Axie Infinity/Tether (AXSUSDT) Market Overview: Volatile 24-Hour Consolidation

Generated by AI AgentAinvest Crypto Technical Radar
Saturday, Sep 20, 2025 8:19 pm ET2min read
Aime RobotAime Summary

- AXSUSDT experienced a sharp selloff to $2.413, followed by a partial rebound to $2.468, forming key support/resistance levels.

- Technical indicators showed oversold RSI (28), bearish MACD morning dominance, and Bollinger Band contraction before a downside breakout.

- Elevated volatility (363k units traded) with volume-turnover divergence during recovery suggested mixed conviction in the rebound.

- Fibonacci 61.8% retracement at $2.445 acted as critical support, aligning with moving averages and suggesting potential consolidation.
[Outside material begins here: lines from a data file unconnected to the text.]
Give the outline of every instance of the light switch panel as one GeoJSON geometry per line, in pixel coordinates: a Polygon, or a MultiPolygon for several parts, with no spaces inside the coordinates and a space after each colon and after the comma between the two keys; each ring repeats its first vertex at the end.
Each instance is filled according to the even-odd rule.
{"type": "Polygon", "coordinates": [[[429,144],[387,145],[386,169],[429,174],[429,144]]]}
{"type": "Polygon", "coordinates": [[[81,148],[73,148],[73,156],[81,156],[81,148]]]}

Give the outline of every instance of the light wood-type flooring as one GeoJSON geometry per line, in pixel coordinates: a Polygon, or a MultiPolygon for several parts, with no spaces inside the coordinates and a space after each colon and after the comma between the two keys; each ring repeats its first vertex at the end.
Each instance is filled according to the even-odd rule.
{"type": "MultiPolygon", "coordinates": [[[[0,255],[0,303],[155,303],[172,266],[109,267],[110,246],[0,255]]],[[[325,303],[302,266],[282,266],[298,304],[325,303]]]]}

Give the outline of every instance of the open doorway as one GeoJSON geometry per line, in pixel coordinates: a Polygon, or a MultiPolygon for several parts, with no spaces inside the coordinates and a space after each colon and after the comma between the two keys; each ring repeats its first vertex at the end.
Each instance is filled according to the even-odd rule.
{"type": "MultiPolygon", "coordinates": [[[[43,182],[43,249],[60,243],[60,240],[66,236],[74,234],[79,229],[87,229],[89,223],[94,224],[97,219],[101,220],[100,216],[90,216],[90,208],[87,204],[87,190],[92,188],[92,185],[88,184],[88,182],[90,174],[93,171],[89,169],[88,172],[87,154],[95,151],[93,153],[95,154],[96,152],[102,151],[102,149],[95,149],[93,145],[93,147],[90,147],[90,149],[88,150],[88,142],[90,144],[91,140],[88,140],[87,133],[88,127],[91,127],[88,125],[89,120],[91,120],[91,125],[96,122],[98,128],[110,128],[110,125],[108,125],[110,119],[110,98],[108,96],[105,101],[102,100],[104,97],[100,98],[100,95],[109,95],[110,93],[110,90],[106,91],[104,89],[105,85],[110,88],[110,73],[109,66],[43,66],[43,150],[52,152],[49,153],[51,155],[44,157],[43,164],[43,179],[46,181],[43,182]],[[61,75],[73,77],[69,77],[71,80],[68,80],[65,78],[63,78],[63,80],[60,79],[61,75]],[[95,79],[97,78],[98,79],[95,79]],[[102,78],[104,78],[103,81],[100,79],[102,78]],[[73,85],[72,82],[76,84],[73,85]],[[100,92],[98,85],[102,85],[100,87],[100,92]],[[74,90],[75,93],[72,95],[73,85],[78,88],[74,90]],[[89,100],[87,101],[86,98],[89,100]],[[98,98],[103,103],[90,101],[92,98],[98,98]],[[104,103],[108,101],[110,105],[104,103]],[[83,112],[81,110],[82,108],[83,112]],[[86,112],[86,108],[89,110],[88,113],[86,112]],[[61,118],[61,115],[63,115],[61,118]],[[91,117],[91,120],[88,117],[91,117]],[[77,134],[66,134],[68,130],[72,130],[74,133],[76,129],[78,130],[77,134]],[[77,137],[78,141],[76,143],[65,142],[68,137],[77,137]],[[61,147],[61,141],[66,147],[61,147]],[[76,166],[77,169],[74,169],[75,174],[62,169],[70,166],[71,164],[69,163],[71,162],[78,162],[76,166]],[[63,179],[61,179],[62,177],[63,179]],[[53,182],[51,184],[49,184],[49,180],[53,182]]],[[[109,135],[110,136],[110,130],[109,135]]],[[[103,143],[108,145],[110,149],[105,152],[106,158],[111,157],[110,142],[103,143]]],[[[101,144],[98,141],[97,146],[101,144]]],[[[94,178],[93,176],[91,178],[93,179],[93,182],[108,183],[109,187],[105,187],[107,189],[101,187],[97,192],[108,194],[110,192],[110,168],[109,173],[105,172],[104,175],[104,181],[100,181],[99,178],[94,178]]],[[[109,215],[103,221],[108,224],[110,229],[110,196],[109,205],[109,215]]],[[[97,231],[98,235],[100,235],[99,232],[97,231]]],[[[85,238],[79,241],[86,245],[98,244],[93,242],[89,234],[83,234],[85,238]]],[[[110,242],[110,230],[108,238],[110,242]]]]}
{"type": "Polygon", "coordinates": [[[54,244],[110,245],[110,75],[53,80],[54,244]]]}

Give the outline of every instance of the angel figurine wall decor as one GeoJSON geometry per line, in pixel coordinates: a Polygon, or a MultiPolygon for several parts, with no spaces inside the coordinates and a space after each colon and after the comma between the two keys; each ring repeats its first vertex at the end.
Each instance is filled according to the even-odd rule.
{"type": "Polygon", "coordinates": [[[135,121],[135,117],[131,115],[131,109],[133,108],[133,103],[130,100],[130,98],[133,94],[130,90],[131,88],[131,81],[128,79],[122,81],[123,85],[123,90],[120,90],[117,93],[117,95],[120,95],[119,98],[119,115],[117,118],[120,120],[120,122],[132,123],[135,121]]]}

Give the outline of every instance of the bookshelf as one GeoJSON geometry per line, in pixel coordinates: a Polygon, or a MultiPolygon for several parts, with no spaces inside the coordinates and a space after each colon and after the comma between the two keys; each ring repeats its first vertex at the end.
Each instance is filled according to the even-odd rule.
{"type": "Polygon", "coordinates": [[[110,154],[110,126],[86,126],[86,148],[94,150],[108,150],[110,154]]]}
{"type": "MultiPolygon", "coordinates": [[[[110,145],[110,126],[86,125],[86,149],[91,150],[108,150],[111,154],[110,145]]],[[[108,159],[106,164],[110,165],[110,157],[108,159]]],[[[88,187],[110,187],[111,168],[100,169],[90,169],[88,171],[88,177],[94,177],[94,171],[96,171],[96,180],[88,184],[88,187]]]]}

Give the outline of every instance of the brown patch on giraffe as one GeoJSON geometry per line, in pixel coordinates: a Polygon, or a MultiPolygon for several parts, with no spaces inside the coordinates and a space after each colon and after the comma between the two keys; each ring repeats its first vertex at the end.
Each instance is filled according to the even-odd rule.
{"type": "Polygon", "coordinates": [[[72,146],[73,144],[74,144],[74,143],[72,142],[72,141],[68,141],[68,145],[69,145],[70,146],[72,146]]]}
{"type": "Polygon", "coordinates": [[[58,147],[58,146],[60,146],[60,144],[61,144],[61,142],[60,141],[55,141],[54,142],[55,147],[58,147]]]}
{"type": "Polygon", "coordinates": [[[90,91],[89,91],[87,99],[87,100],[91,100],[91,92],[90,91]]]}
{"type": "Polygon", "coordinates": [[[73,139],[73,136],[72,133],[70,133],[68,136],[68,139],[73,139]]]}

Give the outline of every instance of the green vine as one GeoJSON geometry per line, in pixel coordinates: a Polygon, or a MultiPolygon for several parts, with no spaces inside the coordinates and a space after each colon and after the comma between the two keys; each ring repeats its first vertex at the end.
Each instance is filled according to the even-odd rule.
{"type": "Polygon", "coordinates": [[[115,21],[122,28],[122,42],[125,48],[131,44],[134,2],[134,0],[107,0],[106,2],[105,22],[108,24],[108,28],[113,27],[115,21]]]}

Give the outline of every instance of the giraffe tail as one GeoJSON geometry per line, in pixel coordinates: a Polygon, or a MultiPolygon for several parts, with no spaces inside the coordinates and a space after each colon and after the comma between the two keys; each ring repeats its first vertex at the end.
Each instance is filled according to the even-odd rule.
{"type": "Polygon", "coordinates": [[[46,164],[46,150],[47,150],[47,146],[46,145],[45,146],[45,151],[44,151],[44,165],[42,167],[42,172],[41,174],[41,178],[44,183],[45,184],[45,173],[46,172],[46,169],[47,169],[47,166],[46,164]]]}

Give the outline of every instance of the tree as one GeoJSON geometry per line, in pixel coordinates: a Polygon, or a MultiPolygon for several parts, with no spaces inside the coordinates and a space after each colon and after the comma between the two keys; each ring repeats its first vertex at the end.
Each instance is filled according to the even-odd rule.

• Price action showed a bearish reversal trend after a sharp selloff early, followed by consolidation.
• Momentum indicators indicate oversold conditions later in the day, hinting at potential short-term bounce.
• Volatility remained elevated with key levels forming, suggesting increased sensitivity to news or orders.
BollingerBINI-- Bands confirmed price contraction in early morning, followed by a breakout to the downside.
• Volume increased during the selloff, but notional turnover diverged slightly, signaling possible short-term uncertainty.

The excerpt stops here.